LA NARRATIVA MEMORÍSTICA DE SERGIO BARCE

Por José Sarria

El mirador de los perezosos

Sergio Barce

Ediciones del Genal (Málaga, 2023)

La historia se ha encargado de legitimar los estados y sus valladares. Pero, existe un territorio que une a las mujeres y a los hombres mucho más allá de las delimitaciones políticas o naturales; es el denominado continente sentimental. Y es en ese marco referencial de la frontera líquida, donde aparece y se incardina la obra de Sergio Barce, el español que nació en Larache, el pied-noir que a los quince años es “obligado” a abandonar su Marruecos natal. Esta “expulsión” del Jardín de las Hespérides, va a significar la imperiosa necesidad de reconstituir su mundo, el orden perdido, hasta convertirse en el máximo representante de la narrativa memorística del periodo del Protectorado español y su posterior edad.

El mirador de los perezosos es una hialina tesela, dentro de ese gran mosaico, que ha ido semillando Barce desde su iniciático Jardín de las Hespérides (2000) hasta Una puerta pintada de azul (2020), fundando un mundo mitológico en el triángulo áureo de las ciudades de Tánger, Tetuán y Larache, donde el encuentro continuo de culturas fluye y se desarrolla en la cotidianidad que surge en y desde universos distintos, pero imbricados en lo consuetudinario y que conforma el magma narrativo barciano que ahora se expande con esta nueva entrega que discurre, magistralmente contada y vivida, en el dédalo de calles, plazas y cafetines que conforman la ciudad Tánger, sus espacios decadentes o idílicos de la otrora ciudad internacional (“Sabes que Tánger es la ciudad de las quimeras? En ninguna otra ciudad del mundo encontrarás tantas ilusiones perdidas” – afirma el hombre que se detiene, junto al protagonista, en la barandilla del nuevo puerto deportivo); o en el suelo de la habitación 409 del hotel Rembrandt, donde Delio Bláquez intenta recordar quién es; o en los doscientos treinta y ocho pasos que separan la casa de la exuberante Amina de la babuchería del protagonista del relato “Dar Niaba”; o en el café Hafa, una pequeña Ítaca flotando entre el Mediterráneo y el Atlántico, lugar donde los narguiles embriagan el extravío; o en el Boulevard Pasteur, donde te cruzas con mujeres cuyas pestañas “aletean como las alas de una mariposa”, arteria donde se ubica el Café París cerca del Mirador de los perezosos (relato homónimo al libro) donde tiene su pequeño universo de venta ambulante el viejo Abdelkrim, quien, alcanzada casi la ancianidad, evoca el cuerpo de Ghizlane que olía a locura y en el que encontró “un refugio y un campo de batalla, un hogar y un abismo” o en el taller de Joao Fragoso, pintor venido de Oporto para quien posa Saloua, cuyos labios afrutados siguen oliendo a jazmín y miel, una diosa de cuarenta y ocho años que se ofrece a un artista incapaz de pintarla tal y como él anhela.

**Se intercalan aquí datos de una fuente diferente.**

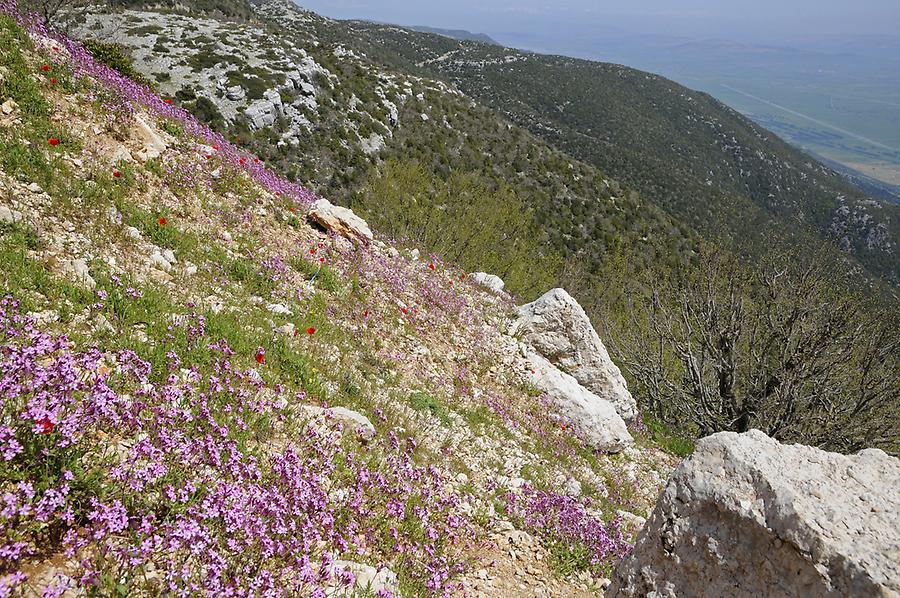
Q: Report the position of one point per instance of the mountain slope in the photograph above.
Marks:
(325, 115)
(202, 392)
(704, 163)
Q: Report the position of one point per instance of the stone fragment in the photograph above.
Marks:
(747, 516)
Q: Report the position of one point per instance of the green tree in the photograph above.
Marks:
(462, 219)
(781, 348)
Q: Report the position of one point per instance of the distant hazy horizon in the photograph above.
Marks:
(825, 75)
(762, 20)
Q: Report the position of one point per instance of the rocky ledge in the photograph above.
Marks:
(748, 516)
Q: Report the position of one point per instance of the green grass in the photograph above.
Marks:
(668, 439)
(320, 274)
(422, 401)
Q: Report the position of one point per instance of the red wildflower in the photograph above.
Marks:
(44, 425)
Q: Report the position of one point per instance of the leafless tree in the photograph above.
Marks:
(780, 348)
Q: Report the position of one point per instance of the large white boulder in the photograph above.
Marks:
(748, 516)
(595, 419)
(556, 327)
(489, 281)
(353, 420)
(340, 220)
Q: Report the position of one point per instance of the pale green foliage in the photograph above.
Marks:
(781, 347)
(463, 219)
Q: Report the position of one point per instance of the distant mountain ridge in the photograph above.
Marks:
(460, 34)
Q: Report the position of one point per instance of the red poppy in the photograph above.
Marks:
(44, 425)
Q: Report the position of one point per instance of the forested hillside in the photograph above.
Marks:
(686, 152)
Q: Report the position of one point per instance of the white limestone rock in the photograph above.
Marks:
(594, 418)
(340, 220)
(489, 281)
(556, 326)
(747, 516)
(351, 419)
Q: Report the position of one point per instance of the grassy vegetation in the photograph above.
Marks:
(422, 401)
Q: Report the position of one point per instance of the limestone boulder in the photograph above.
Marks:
(150, 143)
(489, 281)
(351, 419)
(593, 418)
(557, 327)
(747, 516)
(340, 220)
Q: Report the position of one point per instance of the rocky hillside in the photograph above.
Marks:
(215, 382)
(323, 113)
(212, 381)
(702, 162)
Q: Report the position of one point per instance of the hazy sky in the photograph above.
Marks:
(736, 19)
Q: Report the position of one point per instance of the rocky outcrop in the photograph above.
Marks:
(595, 420)
(151, 143)
(368, 579)
(489, 281)
(264, 112)
(351, 419)
(748, 516)
(340, 220)
(556, 327)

Escribía Jaroslav Seifert que “recordar es la única manera de detener el tiempo”. Sergio ha detenido no solo el tiempo, sino el naufragio, bajo una magistral narrativa memorística, elevando un texto épico, heroico y solidario. Nos abre esta mágica “puerta azul” y nos invita a pasar y a pasear, rescatando a todos aquellos que conformaron su infancia y su adolescencia para reinstaurar, con su palabra, un nuevo Elíseo, donde caminan y transitan invulnerables, inmarcesibles y eternos.

 “Y ahora -siguiendo la hospitalaria invitación del señor Beniflah, uno de los personajes de su libro Paseando por el Zoco Chico-, todos los que quieran pasar, que entren. Todos los que deseen comer, que pasen”.

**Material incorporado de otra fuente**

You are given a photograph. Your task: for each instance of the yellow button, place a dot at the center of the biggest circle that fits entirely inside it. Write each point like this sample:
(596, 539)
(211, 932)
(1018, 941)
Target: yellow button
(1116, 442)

El mirador de los perezosos es el mundo que Sergio Barce ha creado para todos: su legado, una página más del testamento que ha construido a lo largo de casi veinticinco prodigiosos años y que nos entrega como testimonio de resistencia “a través de los ojos del niño que fue”, tal y como le enseñó hace tiempo Brital, el vendedor de chucherías.

Alcanzada la madurez creativa, Sergio Barce toma asiento en alguna de las sillas vacías del Café Central de Larache, escucha las bromas de Sibari, de Akalay o su padre Antonio, y sonríe satisfecho. Saborea un té con flores de azahar, mientras suena de fondo, diferente, angelical, el “color vibrante de la voz suave y nunca destemplada” de Haviva y vuelve a sonreír porque sabe que ha cumplido su misión: mantener vivo el recuerdo y la imagen de quienes habitan, ya por siempre, en la que fue y será “ciudad de las quimeras”.